Zwar sind die Urteile des BGH nachvollziehbar und – rechtlich betrachtet – wohl auch zutreffend: Die Beurteilung, ob ein unzumutbarer Härtefall i.S.v. § 574 Abs. 1 Satz 1 BGB vorliegt, muss stets eine Einzelfallentscheidung sein, die nicht anhand schematischer Faktoren getroffen werden kann. Dies folgt bereits aus dem subjektiven Element der „Unzumutbarkeit“ eines Wohnungswechsels, das bei jedem Mieter anders gelagert ist. Jedoch führt die vom BGH geforderte weitere Intensivierung der Sachverhaltsaufklärung durch Einholung von Sachverständigengutachten (von Amts wegen!) zwangsläufig auch zu weiteren Verlängerungen der ohnehin bereits oft unzumutbar langen Verfahrensdauer, insbesondere, wenn es über mehrere Instanzen geht.

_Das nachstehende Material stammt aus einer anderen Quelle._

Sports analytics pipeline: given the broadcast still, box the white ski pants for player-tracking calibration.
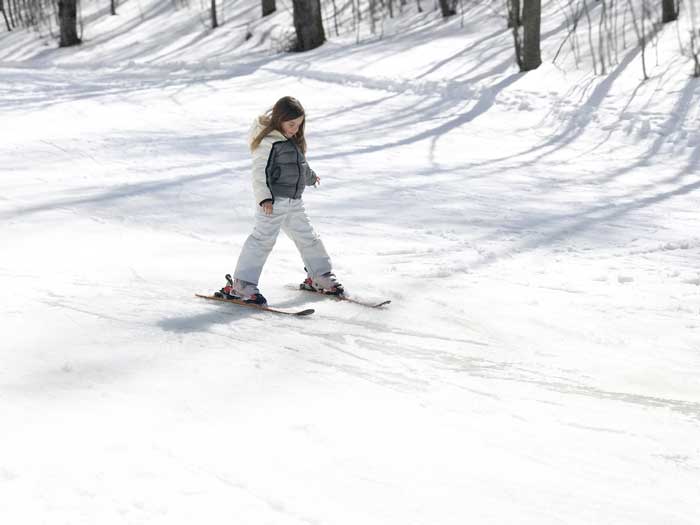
[233,199,331,285]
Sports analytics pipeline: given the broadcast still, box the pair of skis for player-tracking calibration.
[195,284,391,316]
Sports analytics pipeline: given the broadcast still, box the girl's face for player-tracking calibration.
[281,116,304,139]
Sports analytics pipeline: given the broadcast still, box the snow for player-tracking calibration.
[0,0,700,525]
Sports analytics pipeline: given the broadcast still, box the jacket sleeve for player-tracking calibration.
[306,168,317,186]
[253,139,275,204]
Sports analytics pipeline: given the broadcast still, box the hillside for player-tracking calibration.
[0,0,700,525]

Ob das wirklich in jedem Verfahren notwendig ist, sei dahingestellt. Im Sinne der Verfahrensbeschleunigung und zur alsbaldigen Herstellung von Rechtssicherheit ist nach den Urteilen des BGH aber nun auch dem Vermieter zu raten, im Räumungsprozess bereits in der ersten Instanz ein Sachverständigengutachten zu verlangen, wenn der Mieter aufgrund gesundheitlicher Probleme eine unzumutbare Härte geltend macht. Anderenfalls droht ein weiterer Verfahrensmarathon mit ungewissem Ende, während dessen eine Eigennutzung der Wohnung ausgeschlossen bleibt. Immerhin: Allein aufgrund der Tatsache, dass die Wohnung bereits vermietet war, als sie der Eigentümer erwarb, ergibt sich für ihn keine Benachteiligung bei der Interessenabwägung.